In settings with high tuberculosis (TB) endemicity, distinct genotypes of the Mycobacterium tuberculosis complex (MTBC) often differ in prevalence. However, the factors leading to these differences remain poorly understood. Here we studied the MTBC population in Dar es Salaam, Tanzania over a six-year period, using 1,082 unique patient-derived MTBC whole-genome sequences (WGS) and associated clinical data. We show that the TB epidemic in Dar es Salaam is dominated by multiple MTBC genotypes introduced to Tanzania from different parts of the world during the last 300 years. The most common MTBC genotypes deriving from these introductions exhibited differences in transmission rates and in the duration of the infectious period, but little differences in overall fitness, as measured by the effective reproductive number.
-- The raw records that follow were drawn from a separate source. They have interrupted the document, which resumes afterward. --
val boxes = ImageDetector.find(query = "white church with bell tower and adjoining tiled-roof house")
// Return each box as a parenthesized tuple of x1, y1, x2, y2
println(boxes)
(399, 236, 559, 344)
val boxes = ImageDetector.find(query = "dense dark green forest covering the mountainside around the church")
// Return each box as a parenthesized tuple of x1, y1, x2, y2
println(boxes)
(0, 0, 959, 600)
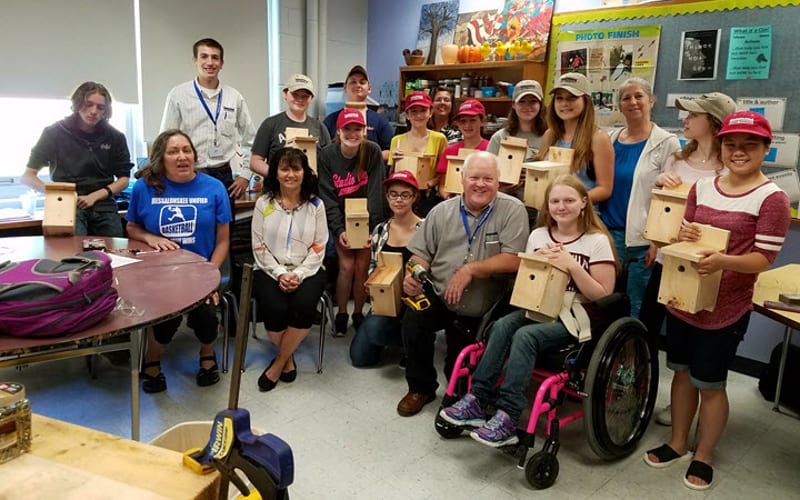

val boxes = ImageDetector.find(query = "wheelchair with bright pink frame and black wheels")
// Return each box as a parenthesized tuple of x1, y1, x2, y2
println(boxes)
(435, 293, 658, 489)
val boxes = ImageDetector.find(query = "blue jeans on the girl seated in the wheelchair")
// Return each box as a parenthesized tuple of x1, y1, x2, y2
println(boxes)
(470, 309, 573, 422)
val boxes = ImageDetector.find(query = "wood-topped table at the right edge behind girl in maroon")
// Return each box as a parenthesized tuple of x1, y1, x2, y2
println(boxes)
(753, 264, 800, 412)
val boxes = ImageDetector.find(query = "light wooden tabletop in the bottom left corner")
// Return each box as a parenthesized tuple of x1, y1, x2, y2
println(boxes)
(0, 414, 220, 500)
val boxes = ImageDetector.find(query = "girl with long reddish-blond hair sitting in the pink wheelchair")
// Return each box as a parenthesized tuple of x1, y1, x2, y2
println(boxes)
(440, 175, 616, 447)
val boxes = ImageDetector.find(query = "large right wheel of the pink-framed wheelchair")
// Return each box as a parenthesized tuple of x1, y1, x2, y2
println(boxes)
(583, 317, 658, 460)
Moreover, measures of disease severity and bacterial load indicated no differences in virulence between these genotypes during active TB. Instead, the combination of an early introduction and a high transmission rate accounted for the high prevalence of L3.1.1, the most dominant MTBC genotype in this setting. Yet, a longer co-existence with the host population did not always result in a higher transmission rate, suggesting that distinct life-history traits have evolved in the different MTBC genotypes. Taken together, our results point to bacterial factors as important determinants of the TB epidemic in Dar es Salaam.

Author summaryTuberculosis (TB) is among the deadliest human infectious diseases caused by one single agent, Mycobacterium tuberculosis (Mtb). The origins of Mtb have been traced to East Africa millennia ago, where it likely became adapted to infect and transmit in humans. Here, we show that in Dar es Salaam, Tanzania, an East African setting with a high burden of TB, infections are caused by distinct Mtb genotypes introduced in recent evolutionary times from different parts of the world. These genotypes differed in traits important to Mtb transmission; while some Mtb genotypes transmitted more efficiently during a given period of time, patients infected by other genotypes remained infectious for longer. These traits evolved independently in the different Mtb genotypes and could not be explained by the time of co-existence between the host population and the pathogen. This suggests that bacterial factors are important determinants of the TB epidemic. More generally, we demonstrate that distinct pathogenic life history characteristics can co-exist in one host population.